BİRBİRİNDEN İLGİNÇ GELENEK VE GÖRENEKLER

* Ondokuzuncu yüzyıla kadar Çinliler arasında (hayatında hiç elleriyle iş görmek zorunda olmadığını gösterdiği için) çok uzun tırnaklara sahip olmak bir zenginlik ve prestij göstergesiydi. Bu uzun tırnakların kırılmaması için kadınlar da erkekler de parmaklarına (uyurken bile) gümüş ya da altın koruyucular takarlardı.
* Onsekizinci yüzyılda Londra'daki Saint Mary Of Bethlehem akıl hastanesine gelen konuklar dilerlerse kafesler içine kapatılmış hastaları para karşılığı seyredebilirlerdi. Hatta isteyen ziyaretçiler daha da eğlenmek için daha fazla para ödeyerek hastaları sopayla dövmek, onlara taş atmak ya da üzerlerine maytap atmak gibi eğlenceleri (!) deneyebilirlerdi.

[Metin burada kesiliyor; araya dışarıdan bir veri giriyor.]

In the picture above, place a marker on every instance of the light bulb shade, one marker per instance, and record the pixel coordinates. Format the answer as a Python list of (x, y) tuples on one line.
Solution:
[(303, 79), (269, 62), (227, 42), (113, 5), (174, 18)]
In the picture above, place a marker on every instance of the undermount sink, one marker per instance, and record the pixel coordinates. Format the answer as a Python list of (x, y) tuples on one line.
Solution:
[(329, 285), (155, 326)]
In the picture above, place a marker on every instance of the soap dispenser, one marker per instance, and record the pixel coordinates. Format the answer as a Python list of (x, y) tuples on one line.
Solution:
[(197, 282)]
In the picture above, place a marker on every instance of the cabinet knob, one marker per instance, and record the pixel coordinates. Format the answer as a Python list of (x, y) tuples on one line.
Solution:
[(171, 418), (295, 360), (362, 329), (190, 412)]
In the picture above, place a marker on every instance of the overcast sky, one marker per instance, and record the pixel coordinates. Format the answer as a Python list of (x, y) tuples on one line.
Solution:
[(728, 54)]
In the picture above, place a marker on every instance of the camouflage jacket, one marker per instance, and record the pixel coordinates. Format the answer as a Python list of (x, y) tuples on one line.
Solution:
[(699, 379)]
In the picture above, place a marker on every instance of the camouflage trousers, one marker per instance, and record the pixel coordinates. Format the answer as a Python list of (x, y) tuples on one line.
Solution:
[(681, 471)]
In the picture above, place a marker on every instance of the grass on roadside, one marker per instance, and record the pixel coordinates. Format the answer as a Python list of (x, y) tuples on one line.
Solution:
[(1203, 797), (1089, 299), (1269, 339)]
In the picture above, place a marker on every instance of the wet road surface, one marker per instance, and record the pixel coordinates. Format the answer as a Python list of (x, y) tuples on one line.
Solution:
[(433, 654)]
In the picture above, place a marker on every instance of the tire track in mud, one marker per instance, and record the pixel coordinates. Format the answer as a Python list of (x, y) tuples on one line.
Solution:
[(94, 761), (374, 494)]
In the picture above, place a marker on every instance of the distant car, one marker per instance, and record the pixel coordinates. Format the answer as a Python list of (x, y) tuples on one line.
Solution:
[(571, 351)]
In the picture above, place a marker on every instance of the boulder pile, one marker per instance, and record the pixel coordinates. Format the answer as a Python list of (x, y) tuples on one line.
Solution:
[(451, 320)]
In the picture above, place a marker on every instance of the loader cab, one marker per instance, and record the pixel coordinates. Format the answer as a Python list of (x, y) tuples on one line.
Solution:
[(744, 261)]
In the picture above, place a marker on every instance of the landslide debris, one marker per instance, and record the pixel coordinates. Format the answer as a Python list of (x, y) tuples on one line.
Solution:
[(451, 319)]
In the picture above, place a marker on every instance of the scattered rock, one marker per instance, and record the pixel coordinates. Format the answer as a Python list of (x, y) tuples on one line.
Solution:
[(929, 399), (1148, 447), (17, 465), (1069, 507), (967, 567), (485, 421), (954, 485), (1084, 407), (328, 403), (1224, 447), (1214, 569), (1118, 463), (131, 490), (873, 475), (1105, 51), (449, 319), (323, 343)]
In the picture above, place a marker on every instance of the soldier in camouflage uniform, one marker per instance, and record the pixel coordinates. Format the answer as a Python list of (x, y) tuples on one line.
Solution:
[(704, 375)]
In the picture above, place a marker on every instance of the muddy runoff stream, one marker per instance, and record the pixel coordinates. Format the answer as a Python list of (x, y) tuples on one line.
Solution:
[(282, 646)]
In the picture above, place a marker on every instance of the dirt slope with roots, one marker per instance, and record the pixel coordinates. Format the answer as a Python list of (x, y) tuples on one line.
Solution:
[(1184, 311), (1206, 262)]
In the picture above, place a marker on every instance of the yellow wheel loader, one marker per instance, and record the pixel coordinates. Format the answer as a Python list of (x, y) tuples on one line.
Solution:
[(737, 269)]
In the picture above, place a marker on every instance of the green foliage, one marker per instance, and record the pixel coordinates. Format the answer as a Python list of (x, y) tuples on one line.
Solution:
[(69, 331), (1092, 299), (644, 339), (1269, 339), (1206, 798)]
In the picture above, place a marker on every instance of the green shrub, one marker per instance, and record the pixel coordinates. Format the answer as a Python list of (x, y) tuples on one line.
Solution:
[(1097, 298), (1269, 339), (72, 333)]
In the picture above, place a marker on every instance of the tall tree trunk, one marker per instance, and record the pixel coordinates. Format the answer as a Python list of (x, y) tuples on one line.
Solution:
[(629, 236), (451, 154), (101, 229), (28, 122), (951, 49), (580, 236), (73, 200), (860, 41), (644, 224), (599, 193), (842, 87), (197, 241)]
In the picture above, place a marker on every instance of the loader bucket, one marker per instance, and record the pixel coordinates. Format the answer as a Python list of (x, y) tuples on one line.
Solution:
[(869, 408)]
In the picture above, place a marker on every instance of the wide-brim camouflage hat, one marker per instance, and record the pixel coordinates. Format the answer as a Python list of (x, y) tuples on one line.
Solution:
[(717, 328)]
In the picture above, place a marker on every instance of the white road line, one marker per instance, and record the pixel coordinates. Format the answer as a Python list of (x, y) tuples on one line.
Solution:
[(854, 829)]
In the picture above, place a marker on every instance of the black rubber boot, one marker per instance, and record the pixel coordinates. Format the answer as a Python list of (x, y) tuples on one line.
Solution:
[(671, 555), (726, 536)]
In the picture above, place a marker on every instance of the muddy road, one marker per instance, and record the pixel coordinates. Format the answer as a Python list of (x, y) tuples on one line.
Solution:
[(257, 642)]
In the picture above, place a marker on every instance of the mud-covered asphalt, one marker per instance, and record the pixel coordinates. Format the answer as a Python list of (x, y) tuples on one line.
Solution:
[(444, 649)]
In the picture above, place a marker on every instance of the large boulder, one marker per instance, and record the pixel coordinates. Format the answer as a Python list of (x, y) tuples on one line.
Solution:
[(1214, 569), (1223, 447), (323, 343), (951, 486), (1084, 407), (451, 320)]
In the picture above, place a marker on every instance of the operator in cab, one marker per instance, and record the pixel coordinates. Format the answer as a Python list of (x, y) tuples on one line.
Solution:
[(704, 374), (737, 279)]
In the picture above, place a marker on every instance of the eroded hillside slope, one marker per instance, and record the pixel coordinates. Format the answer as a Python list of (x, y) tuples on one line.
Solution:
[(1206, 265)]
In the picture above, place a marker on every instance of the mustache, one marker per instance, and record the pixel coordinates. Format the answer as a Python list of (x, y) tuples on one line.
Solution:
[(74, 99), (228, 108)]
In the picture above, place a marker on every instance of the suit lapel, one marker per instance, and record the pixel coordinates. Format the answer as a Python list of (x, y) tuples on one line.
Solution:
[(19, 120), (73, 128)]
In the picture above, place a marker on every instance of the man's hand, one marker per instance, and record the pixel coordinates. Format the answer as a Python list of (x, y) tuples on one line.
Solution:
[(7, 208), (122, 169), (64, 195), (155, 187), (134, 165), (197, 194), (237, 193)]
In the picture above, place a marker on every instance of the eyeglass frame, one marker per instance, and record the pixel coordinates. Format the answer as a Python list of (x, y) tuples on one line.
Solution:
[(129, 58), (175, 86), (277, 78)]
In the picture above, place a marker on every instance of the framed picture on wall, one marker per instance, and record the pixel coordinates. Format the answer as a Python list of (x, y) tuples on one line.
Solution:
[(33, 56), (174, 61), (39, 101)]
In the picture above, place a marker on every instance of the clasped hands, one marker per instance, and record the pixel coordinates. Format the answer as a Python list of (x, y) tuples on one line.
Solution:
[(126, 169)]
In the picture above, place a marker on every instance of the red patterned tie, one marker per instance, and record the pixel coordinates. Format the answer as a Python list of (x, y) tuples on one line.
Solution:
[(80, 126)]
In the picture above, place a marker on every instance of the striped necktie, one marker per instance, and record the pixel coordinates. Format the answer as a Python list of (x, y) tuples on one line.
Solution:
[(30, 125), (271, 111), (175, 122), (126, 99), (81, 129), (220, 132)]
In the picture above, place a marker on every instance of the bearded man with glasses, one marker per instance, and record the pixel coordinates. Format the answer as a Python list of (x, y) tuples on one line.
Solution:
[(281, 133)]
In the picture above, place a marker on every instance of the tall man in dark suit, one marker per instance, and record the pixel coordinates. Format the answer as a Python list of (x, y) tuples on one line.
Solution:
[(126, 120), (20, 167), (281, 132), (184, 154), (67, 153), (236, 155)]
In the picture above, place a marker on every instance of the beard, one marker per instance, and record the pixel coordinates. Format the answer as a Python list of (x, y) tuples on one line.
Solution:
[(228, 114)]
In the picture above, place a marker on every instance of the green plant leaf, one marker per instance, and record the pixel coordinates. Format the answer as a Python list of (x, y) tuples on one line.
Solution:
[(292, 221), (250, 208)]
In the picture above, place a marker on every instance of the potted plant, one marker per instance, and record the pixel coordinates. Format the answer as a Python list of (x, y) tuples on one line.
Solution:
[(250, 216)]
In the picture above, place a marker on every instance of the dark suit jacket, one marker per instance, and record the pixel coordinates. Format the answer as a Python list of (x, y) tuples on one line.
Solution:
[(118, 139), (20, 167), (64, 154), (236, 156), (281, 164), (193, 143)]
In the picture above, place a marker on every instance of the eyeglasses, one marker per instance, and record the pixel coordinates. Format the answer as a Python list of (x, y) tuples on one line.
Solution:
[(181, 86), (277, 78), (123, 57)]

* Kuzeydoğu Burma'nın dağlık yörelerinde yirminci yüzyılın ortalarına kadar süren ve perah adı verilen bir gelenek vadı: Savaşta öldürülen bir düşmanın tüm kanı vücudundan çekilir ve bir bambu çubuğa doldurulurdu. Bir akşam yemeğe çok özel bir konuk geldiğinde Güneş'te kurutulan bu bambu çubuğu kırılır ve kırılan sazın içindeki pıhtılaşmış düşman kanı yemekten sonra tatlı niyetine yenilirdi.
* Masa örtüsü ilk kullanılmaya başladığı dönemlerde asıl ama masaya oturan konukların yemekten sonra ellerini ve ağızlarını bu örtüyle temizlemeleriydi. Sonraki yıllarda peçetenin ayrıca ortaya çıkışıyla masa bu işlevini yitirmiştir.
* Fransız Devrimi sırasında basılan Bastille hapishanesinin çatısındaki kurşun levhaların sökülüp yeniden değerlendirilmesiyle yapılan enfiye kutuları Paris'in en prestijli malları arasındaydı. Bu kutuların üzerinde soyluların ve rahiplerin ve rahiplerin öldürülmesini gösteren resimler de bulunmaktaydı.
* Ortaçağ boyunca İngiltere ve Fransa'da yeni evlenen bir genç kızın bekaretini bozma hakkı kocasına değil, evlenen çiftin bağlı bulunduğu derebeyine aitti ve bu töreye 'droit du seignuer' (efendinin hakkı) denirdi. Ortaçağın gelişiyle birlikte gittikçe azalsa da özellikle ortaçağ öncesi yüzyıllarda derebiyeni bağlılığın bir simgesi olarak ona yeni evlendiği eşini sunmak, çok yaygın bir töreydi.
* On dokuzuncu yüzyıla kadar ABD kongresindeki milletvekilleri kongre salonuna bellerinde kılıçlarıyla gelebilirlerdi.
* Kuzey Amerikalı Chippewa yerlilerinde adet gören bir kadın köyün dışında bir çadıra bırakılır ve adet dönemi bitene kadar köye dönmesine izin verilmezdi. Regl dönemindeki bir kadının herhangi bir eşyaya dokunmasının eşya sahibine uğursuzluk, hatta ölüm getireceği kabul edilir ve kadıncağızlar kendi çocuklarıyla bile görüştürülmezlerdi. Regl dönemindeki kadınların av bölgelerine ve nehirlere yaklaşması bile yasaklanırdı.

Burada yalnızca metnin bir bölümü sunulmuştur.